On Aug. 23, five Ukrainian soldiers died in combat with another seven wounded. And on Aug. 24, Ukraine’s Independence Day, a 35-year-old father of two was killed during an artillery attack by combined Russian-separatist forces on the village of Vrubivka, within Ukrainian government-controlled territory. The attack damaged civilian homes and a school, Ukrainian officials said.
It’s an absurd war, really. Neither side is fighting for a breakthrough or to take new ground. Basically, it’s a long-distance artillery standoff in which the opposing armies weather the daily shelling from within their trenches for no more concrete of an objective than to just not be the first side to back down.
At its pleasure, Russia has maintained a cycle of waxing and waning violence by flaunting the Minsk II cease-fire’s rules. The war remains a tool for Moscow to destabilize Ukraine and forestall its Western pivot, Ukrainian and Western officials say.
The southern terminus of the front lines is in the beach resort town of Shyrokyne, just outside the city of Mariupol on the Sea of Azov. So-called separatist territory comprises about 20 miles of shoreline on the Sea of Azov, running roughly from the outskirts of Shyrokyne to the Russian border.
During the years of heavy fighting for Shyrokyne there was never a serious attempt by either side to flank their enemy’s trench lines with an amphibious landing.
Ukrainian troops said they occasionally went on amphibious raids. Sometimes they used small rafts. Sometimes they simply swam. Yet, there was never a massed amphibious operation.
Russia’s aggression in the Sea of Azov this summer threatens to upheave the war’s uneasy status quo. Now, Ukrainian military officials are looking at ways to boost their ability to protect their merchant fleet as well as to repel an amphibious invasion by Russian forces.
“This is preparation for possible aggression in the form of landing on the coasts of Azov and Odesa,” Khara wrote Aug. 23. “If Ukraine is cut off from sea, then this will be an irreparable blow to our economy.”
Russia’s 2014 takeover of Ukraine’s Crimean Peninsula left 80 percent of Ukraine’s navy in Russian hands.

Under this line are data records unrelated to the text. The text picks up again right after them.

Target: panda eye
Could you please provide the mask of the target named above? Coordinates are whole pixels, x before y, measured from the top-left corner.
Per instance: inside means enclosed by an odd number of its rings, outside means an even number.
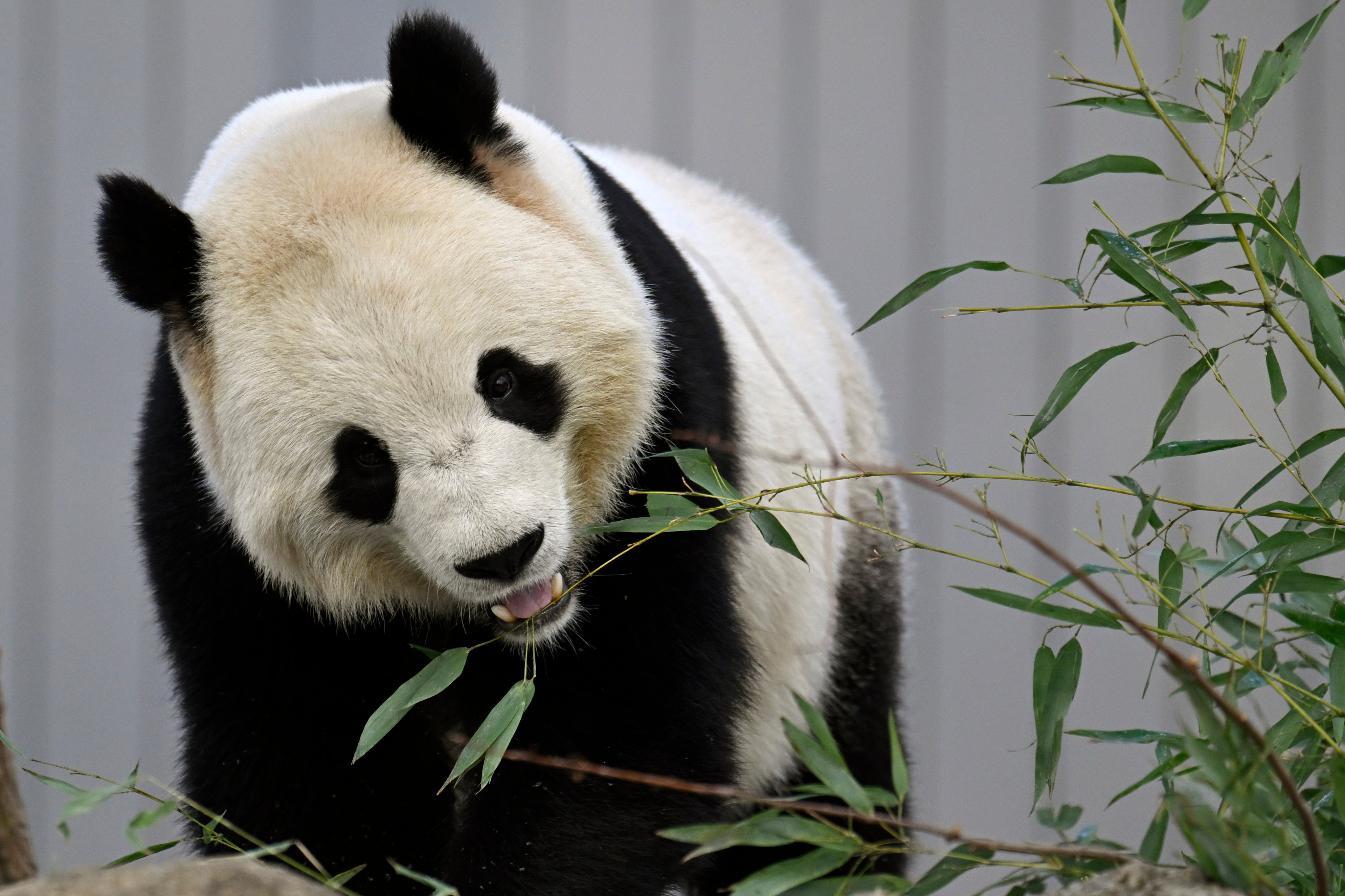
[[[510,393],[514,391],[516,381],[514,378],[514,371],[508,367],[500,367],[490,375],[486,386],[486,394],[491,401],[503,401],[508,398]]]
[[[367,443],[360,445],[359,453],[355,455],[355,463],[369,468],[382,467],[387,463],[387,452],[378,444]]]

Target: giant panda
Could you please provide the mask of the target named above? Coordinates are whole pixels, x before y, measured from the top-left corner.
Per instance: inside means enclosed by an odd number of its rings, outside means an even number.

Rather than replace the blue-water warships lost in Crimea, however, Ukrainian military leaders have since prioritized the creation of a “mosquito fleet” of littoral craft, armed with advanced anti-ship weapons.
On Wednesday, a top Ukrainian naval official said Ukraine was boosting its military presence in the Sea of Azov to counter the Russian threat. With that goal in mind, Ukraine has already launched production of its own $30 million, 54-ton, Gurza-class artillery cutters, able to operate in the shallow draft conditions of the Sea of Azov, which has an average depth of about 30 feet.
Ukrainian news agencies have reported that the Ukrainian navy has asked for 20 Gurza patrol boats by the year 2020.
Ukraine is also developing new weapons for maritime combat. On Aug. 18, Ukraine successfully tested a new anti-ship cruise missile called the Neptune. Designed and built in Ukraine, the Neptune can hit targets about 200 miles away and sink warships with displacements of up to 5,000 tons, Ukrainian defense officials say.
The spectre of a Russian amphibious landing has also influenced the posture and training of Ukrainian military forces in the Sea of Azov region.
Along the Sea of Azov coastline, Ukraine has built a network of coastal defenses—in some places they look like something from a photo of Normandy in World War II.
Also in the region, Ukrainian tanks have been conducting live fire drills with sea targets. And soldiers in the Ukrainian National Guard’s Azov Regiment, which is based in the town of Urzuf on the Sea of Azov coastline, say their training is focused on repelling an amphibious invasion force.
“Altogether, Ukraine’s military is adequately preparing all forces available to repel possible aggression, in connection with the escalation in the Azov Sea,” said Romanenko, the former Ukrainian general.